医療検査学科と聞くと、病院の検査についてしか学ばないと思っていませんか?実は、臨床検査技師を目指すにあたって微生物・寄生虫学、遺伝学、血液学、生理学、病理学、生命科学など幅広い分野を学びます。そのため、教員が研究する分野も広く、寄生虫の他にも、癌遺伝子やウイルス、マウスを用いたパーキンソン病に関する研究など、さまざまな研究が行われています。臨床検査技師の資格を取るだけではなく、生命科学について、学び、研究ができる。これが、医療検査学科なのです。

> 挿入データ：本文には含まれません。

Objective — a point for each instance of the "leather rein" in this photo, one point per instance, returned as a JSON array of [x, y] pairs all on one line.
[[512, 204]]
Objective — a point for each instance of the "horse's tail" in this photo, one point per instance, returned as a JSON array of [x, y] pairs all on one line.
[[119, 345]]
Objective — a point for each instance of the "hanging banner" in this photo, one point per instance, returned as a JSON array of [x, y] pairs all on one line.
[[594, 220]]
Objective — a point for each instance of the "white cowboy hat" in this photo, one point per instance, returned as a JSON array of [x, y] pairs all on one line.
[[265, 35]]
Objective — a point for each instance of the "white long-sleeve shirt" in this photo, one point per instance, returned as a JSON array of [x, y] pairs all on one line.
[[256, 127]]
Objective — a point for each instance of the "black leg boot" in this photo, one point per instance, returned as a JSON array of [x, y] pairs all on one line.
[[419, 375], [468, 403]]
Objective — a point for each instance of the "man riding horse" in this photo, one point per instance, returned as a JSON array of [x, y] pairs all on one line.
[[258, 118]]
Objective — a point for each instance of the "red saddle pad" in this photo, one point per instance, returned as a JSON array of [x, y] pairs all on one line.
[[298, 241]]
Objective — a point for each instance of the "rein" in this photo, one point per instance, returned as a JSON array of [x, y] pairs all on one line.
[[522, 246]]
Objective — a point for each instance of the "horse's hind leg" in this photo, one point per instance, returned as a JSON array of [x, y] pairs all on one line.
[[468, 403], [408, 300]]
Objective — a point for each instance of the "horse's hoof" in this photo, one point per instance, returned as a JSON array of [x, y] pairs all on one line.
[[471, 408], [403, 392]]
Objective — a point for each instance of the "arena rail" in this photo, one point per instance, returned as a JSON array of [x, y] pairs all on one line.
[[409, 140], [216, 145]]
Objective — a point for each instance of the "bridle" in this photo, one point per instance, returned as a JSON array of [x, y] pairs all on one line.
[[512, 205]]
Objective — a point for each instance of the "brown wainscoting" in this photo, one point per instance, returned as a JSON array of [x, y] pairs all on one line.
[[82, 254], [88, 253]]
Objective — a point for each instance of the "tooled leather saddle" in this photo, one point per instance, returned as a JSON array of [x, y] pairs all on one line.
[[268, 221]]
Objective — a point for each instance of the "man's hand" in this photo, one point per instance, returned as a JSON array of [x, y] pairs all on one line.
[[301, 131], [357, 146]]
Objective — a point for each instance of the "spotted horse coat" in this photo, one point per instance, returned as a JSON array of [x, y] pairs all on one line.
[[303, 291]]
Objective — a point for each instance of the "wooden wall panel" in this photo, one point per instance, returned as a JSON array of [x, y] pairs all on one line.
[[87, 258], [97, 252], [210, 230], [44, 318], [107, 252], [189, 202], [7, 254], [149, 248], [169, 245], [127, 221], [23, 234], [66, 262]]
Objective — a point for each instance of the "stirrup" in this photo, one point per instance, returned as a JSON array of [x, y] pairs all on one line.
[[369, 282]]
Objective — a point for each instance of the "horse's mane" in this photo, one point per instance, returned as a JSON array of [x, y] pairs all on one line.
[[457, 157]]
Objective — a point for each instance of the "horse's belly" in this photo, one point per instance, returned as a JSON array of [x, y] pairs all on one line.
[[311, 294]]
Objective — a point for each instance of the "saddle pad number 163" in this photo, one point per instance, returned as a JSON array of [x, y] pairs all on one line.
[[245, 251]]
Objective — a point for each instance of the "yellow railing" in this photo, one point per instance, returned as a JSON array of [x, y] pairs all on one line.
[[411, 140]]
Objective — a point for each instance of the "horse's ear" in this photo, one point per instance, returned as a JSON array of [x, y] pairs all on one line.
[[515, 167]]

医療検査学科の学びは、理学・農学・薬学等の学部と共通の学びも多く、学生の研究内容も様々です。進路に迷った時は、ぜひ神戸常盤大学に遊びに来てください。あなたの興味に合った学びに出会えるかもしれません。
専門:熱帯医学、分子細胞生物学
東京大学理学部生物学科卒業、同大学大学院修士課程、博士課程修了。大学院時代はアフリカの魅力にとりつかれ、ケニア、タンザニアを中心にアフリカに何回も旅行に出かけた。そのときの経験から熱帯疾患に興味を持ち、熱帯医学の分野の研究に携わるようになった。名古屋市立大学、英国サンガーセンター、東京医科歯科大学などでの勤務を経て現在に至る。